A recent survey by the National University of Singapore revealed that, of the 900 sexually active teens they polled, 75 percent did not know how to use a condom. And, just last month, the Ministry of Health published statistics that the number of HIV+ people under the age of 29 has doubled in the last seven years, and now account for 20 percent of new cases of HIV.
So clearly, although the prevailing message is ‘say no,’ many teenagers are saying ‘yes’—and then not having a clue.
When MOE recently announced revisions to its sex education programmes, The Growing Years and eTeens, that essentially reinforce an abstinence-only approach, I think they’re not addressing a major part of the picture.
Safe sex is obviously a key part of sex education, but is a controversial area when pertaining to sex education for teenagers. A large camp balks at teaching teens how to use, say, condoms and feels it will only encourage teenagers to have sex, while more progressive parents think it’s better for their kids to be safe than sorry.
But while it’s easy to fault MOE’s programmes for what they don’t say, it’s harder to answer the question—what should we be saying to our teens then? On one hand, we should acknowledge that they are sexual beings; on the other, I can’t imagine parents saying to their teenage sons or daughters to ‘go for it!’

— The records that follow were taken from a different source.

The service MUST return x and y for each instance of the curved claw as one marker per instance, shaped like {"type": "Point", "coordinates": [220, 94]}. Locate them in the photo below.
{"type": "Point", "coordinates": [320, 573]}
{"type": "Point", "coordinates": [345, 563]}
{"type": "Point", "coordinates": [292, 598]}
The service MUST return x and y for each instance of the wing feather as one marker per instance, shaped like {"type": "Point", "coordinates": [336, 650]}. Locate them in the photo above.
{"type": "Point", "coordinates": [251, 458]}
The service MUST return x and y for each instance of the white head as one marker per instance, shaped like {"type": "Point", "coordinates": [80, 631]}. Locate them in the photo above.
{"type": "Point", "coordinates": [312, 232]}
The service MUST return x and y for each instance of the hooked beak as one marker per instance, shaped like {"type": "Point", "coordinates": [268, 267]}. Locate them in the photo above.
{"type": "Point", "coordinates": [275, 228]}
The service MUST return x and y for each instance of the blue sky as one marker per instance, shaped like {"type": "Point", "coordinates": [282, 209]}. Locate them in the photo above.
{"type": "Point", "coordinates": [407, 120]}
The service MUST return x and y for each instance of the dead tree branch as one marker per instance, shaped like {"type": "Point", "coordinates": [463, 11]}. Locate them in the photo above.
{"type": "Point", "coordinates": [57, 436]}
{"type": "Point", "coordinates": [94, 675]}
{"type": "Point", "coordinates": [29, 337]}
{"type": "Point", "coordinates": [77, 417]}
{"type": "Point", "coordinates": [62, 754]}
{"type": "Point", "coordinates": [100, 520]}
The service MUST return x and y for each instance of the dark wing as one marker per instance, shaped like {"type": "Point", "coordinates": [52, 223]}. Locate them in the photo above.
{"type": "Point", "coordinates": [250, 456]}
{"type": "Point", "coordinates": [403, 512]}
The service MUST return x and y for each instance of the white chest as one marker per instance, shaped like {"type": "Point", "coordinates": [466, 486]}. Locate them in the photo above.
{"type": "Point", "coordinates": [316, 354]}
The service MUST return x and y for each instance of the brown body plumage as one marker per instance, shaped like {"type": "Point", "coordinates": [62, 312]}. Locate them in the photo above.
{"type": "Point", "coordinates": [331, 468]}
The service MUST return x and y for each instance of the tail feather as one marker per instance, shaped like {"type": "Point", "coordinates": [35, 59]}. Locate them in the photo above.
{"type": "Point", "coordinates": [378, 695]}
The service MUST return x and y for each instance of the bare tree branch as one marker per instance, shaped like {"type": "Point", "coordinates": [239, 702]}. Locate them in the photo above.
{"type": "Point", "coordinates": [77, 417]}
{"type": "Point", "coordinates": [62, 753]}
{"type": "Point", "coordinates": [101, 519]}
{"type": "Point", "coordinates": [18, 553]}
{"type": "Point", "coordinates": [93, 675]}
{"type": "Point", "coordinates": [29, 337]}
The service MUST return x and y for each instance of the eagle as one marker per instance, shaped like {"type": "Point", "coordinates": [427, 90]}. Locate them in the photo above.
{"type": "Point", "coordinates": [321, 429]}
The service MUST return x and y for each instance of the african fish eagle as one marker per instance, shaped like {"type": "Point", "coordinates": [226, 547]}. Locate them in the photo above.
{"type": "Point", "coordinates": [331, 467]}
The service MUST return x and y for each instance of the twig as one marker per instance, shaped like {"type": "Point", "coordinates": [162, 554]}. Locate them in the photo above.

There is a middle ground—and quite a well-established one. Known as the ABC approach to sex education, this path is based on the concept of harm reduction. Standing for ‘Abstain, be Faithful, use a Condom’, it advocates abstinence as a failsafe way to prevent pregnancy and STDs (true) but also talks about safe sex and condoms.
This approach arose as a practical way to help prevent the spread of HIV while not sacrificing moral tone and has become popular in the US, in parts of Africa as well as amongst NGOs and some religious organizations.
It seems to strike the right balance: the ideal of abstinence is still advocated but the reality of our sexual nature also acknowledged and protected. Adopting this or something similar for our Singapore community will require a leap of faith but might be one we want to consider taking—if the current trend of teenage sex continues.
The ABC approach is not without issues, of course. For instance, teenagers span the ages of 13 to 19, but while one might talk to a 19-year old about condoms, having the same conversation with a 13-year old would seem inappropriate, and lessons would need to be sensitive to the developmental difference of younger teens and older teens. Nevertheless, this approach allows for much more room for negotiating the complexities of teenage sex than any other.
When our children become sexually active—whether in their teens, 20s or later—there is one thing we can almost be certain of: they aren’t going to be telling us about it (do you talk to your parents about your sex life?). So it’s important they know how to look after themselves. That can mean saying ‘no,’ or if they find themselves saying ‘yes’—because they get carried away, because they want to feel grown up, because of peer pressure, because they are in love – they would at least know how to use a condom.